I’m passionate about ensuring charitable works are included in the day-to-day running of Dirty Janes and am so proud of our partnership with St Vincent de Paul and Argyle Housing at our Canberra store. They have created the “Good Works Garden” – a veggie garden run by volunteers where produce is delivered to the Blue Door Kitchen, providing meals for those suffering from homelessness. We also support the Catherine Hamlin Fistula Foundation throughout all our stores and are very happy to help out schools with props for plays and vouchers for raffles.
Describe a typical work day for you.
I don’t think any day is typical, but I’ll try! I’m an early riser, so I’ll be at the warehouse talking to our cabinetmaker by 7.45am about customer orders, what pieces I’d like worked on and what store they will be delivered to. By 8.30 I’m at Dirty Janes Bowral to revamp our own stand. We import containers of antiques from Europe so there is always something to price or re-merchandise. By 9.00am I’m catching up with the management team to go over events at the stores, what social media promotions we are doing, and other day-to-day items. Occasionally I’ll be called on to visit a deceased estate or clearance to buy stock. I love this work, chatting with people and hearing the stories that are embedded in the items they are selling.
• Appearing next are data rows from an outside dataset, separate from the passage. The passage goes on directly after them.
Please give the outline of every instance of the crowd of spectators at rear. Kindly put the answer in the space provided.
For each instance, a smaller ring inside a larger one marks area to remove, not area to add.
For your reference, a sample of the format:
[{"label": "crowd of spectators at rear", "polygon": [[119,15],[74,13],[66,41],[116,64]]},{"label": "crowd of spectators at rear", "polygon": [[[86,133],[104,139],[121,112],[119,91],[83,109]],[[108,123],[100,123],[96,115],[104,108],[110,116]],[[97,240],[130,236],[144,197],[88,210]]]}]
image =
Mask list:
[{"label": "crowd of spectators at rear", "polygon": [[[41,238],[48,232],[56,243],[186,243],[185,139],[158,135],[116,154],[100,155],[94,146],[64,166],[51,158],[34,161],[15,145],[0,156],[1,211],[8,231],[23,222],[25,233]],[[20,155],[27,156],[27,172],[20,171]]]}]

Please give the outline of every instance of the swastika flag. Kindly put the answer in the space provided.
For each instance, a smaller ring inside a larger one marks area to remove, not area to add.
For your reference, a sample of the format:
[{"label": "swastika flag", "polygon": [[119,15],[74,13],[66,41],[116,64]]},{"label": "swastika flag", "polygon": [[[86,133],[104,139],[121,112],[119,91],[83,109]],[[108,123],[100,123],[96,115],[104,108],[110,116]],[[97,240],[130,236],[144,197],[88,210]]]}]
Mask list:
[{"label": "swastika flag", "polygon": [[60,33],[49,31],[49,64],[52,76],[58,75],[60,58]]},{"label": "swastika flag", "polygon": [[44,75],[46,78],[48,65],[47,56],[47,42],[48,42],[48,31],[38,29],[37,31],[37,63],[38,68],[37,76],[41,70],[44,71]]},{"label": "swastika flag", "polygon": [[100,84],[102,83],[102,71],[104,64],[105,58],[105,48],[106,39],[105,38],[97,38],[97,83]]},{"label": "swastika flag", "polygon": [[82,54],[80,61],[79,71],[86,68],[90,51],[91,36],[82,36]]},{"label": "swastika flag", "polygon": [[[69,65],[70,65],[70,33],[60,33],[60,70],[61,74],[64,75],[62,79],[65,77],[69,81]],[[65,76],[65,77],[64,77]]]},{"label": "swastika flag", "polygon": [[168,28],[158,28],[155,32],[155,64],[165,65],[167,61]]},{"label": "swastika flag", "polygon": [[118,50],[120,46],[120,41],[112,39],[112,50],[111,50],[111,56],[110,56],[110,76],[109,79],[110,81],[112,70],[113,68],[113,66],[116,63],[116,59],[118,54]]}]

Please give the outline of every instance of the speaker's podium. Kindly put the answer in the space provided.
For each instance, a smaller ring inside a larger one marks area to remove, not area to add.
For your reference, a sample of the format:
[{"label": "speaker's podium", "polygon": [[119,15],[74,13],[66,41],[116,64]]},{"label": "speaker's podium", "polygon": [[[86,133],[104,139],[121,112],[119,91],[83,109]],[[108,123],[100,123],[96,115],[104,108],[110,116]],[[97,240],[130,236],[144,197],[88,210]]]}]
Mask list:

We published two books last year which was great fun. I’m trying to squirrel away an hour or two each day to work on another book…I also serve as Chair on a local board. I’ll try and pick up our youngest from school by 5.00pm and be home to feed the dogs, the chooks and then enjoy dinner around the table with whoever happens to be home. We’re so fortunate to live in a beautiful regional community where everything is close by so the commute is 10 minutes door to door.
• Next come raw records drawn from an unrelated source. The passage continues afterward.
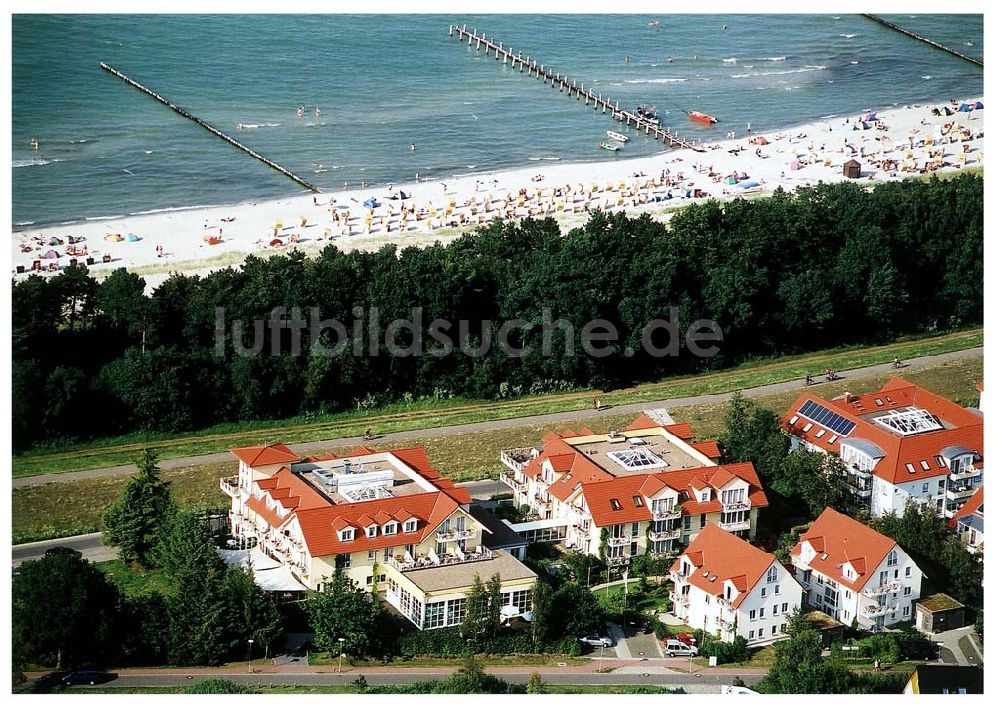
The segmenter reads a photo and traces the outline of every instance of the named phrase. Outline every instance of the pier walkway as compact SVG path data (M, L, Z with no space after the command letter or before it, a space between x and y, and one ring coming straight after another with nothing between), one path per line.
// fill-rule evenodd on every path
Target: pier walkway
M897 25L895 23L889 22L888 20L885 20L885 19L879 17L878 15L871 15L871 14L868 14L868 13L862 13L861 16L862 17L867 17L869 20L874 20L875 22L879 23L880 25L884 25L885 27L888 27L891 30L896 30L896 32L904 34L907 37L912 37L913 39L917 40L918 42L923 42L924 44L929 44L931 47L937 47L939 50L942 50L943 52L947 52L948 54L955 55L959 59L964 59L966 62L972 62L973 64L978 65L980 67L983 66L983 60L981 60L981 59L976 59L975 57L970 57L969 55L962 54L958 50L954 50L951 47L947 47L947 46L941 44L940 42L935 42L934 40L929 40L926 37L921 37L916 32L910 32L909 30L904 29L904 28L900 27L899 25Z
M258 161L260 161L261 163L263 163L264 165L268 166L269 168L273 168L274 170L278 171L279 173L281 173L281 174L283 174L283 175L291 178L293 181L295 181L299 185L303 186L304 188L307 188L307 189L311 190L313 193L322 193L323 192L320 188L317 188L315 185L313 185L309 181L305 180L304 178L300 178L299 176L295 175L294 173L292 173L290 170L288 170L284 166L281 166L281 165L275 163L274 161L272 161L270 158L267 158L266 156L260 155L259 153L257 153L256 151L254 151L252 148L249 148L248 146L245 146L242 143L240 143L239 141L237 141L232 136L228 136L228 135L224 134L222 131L220 131L219 129L215 128L214 126L212 126L207 121L204 121L203 119L199 119L197 116L195 116L191 112L189 112L189 111L187 111L185 109L182 109L181 107L179 107L176 104L174 104L172 101L169 101L168 99L160 96L159 94L157 94L152 89L149 89L148 87L143 86L142 84L140 84L139 82L135 81L134 79L131 79L130 77L127 77L126 75L122 74L121 72L119 72L117 69L115 69L111 65L106 64L104 62L101 62L101 69L103 69L108 74L112 74L112 75L118 77L119 79L121 79L126 84L129 84L129 85L135 87L136 89L138 89L139 91L143 92L144 94L149 94L151 97L153 97L154 99L156 99L158 102L160 102L161 104L163 104L165 106L170 107L171 109L173 109L174 111L176 111L178 114L180 114L181 116L183 116L185 119L190 119L191 121L194 121L196 124L198 124L199 126L201 126L203 129L205 129L209 133L214 134L215 136L218 136L219 138L221 138L226 143L232 144L233 146L235 146L236 148L240 149L241 151L244 151L245 153L250 154L251 156L253 156L254 158L256 158Z
M523 56L520 52L515 53L514 50L509 47L505 49L503 42L497 42L493 37L487 38L485 35L478 34L476 30L472 30L470 32L466 29L465 25L462 25L461 27L458 25L449 25L448 36L457 37L460 41L465 41L469 47L472 47L473 44L475 44L476 51L485 49L487 56L489 56L492 52L495 59L503 61L505 65L509 62L511 67L516 68L521 72L528 72L528 76L534 75L545 83L551 82L552 86L557 87L560 92L565 90L566 95L570 98L575 97L578 101L583 99L584 106L590 106L591 103L593 103L594 111L600 109L601 113L605 114L610 111L612 118L623 122L626 126L635 126L636 130L642 131L648 136L664 141L670 146L690 148L695 151L702 152L705 150L701 146L685 141L669 131L663 130L638 114L620 108L617 101L612 101L610 98L601 94L595 94L591 89L588 89L582 84L578 84L576 81L571 80L565 74L560 74L558 72L553 72L551 69L546 69L544 64L539 64L536 60L533 60L528 56Z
What advice do you have for those wanting to start a business?
OK here are three tips. I won’t call them easy, but it’s a place to start:
1. Follow your passion! There is nothing like doing something you love so it hardly seems like work.
2. Have a financial plan and stick to it! A budget always blows out, so start low – knowing you’ll spend more.
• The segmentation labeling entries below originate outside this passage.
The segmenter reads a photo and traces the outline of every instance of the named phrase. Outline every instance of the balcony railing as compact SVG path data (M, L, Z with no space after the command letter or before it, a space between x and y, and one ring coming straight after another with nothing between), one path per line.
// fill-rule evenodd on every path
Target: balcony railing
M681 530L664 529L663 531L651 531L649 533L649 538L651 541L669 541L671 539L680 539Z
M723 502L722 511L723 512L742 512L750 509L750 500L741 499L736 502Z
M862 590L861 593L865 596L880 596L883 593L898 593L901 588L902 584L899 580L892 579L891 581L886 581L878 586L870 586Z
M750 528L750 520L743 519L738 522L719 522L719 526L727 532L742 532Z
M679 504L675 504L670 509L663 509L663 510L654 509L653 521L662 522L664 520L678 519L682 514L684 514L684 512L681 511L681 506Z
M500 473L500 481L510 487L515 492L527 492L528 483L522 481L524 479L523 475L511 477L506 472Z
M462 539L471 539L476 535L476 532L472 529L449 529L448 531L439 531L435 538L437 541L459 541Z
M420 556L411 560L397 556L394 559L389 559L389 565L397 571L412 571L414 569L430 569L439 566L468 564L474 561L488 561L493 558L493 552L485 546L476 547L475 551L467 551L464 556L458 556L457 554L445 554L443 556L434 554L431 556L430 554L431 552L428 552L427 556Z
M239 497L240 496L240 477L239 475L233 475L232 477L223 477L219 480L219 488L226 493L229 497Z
3. Start small, identify your market and know what makes your business unique. What is your point of difference? If you test your idea on a few people and ask them for feedback you’ll be able to tweak your ideas and products without a huge financial outlay.
These are such simple steps to take and can make all the difference in what works and what doesn’t.
And while there will be naysayers who disbelieve, try to identify and ask for advice from a possible mentor. There is nothing like experience and career wisdom to help you navigate the waters of small business.
What’s next for you, and Dirty Janes?
Now that Dirty Janes Orange is open, after a journey of 18 months from when we first identified the site, I think the team needs a bit of time to reflect on the success of their hard work.
Dirty Janes Orange has an upstairs area we’ll be fitting out for more stallholders to move into in the next 12 months and I’m sure there are other initiatives the staff will come up with that we’ll want to work on.
Staff always say to me that “no two days are the same at Dirty Janes” – you never know who will walk through the door, who will call with a business proposal and I like to think the team and I are open to these ideas. After all who would have thought an old shed with a few curmudgeonly dealers could have started us on this path all those years ago?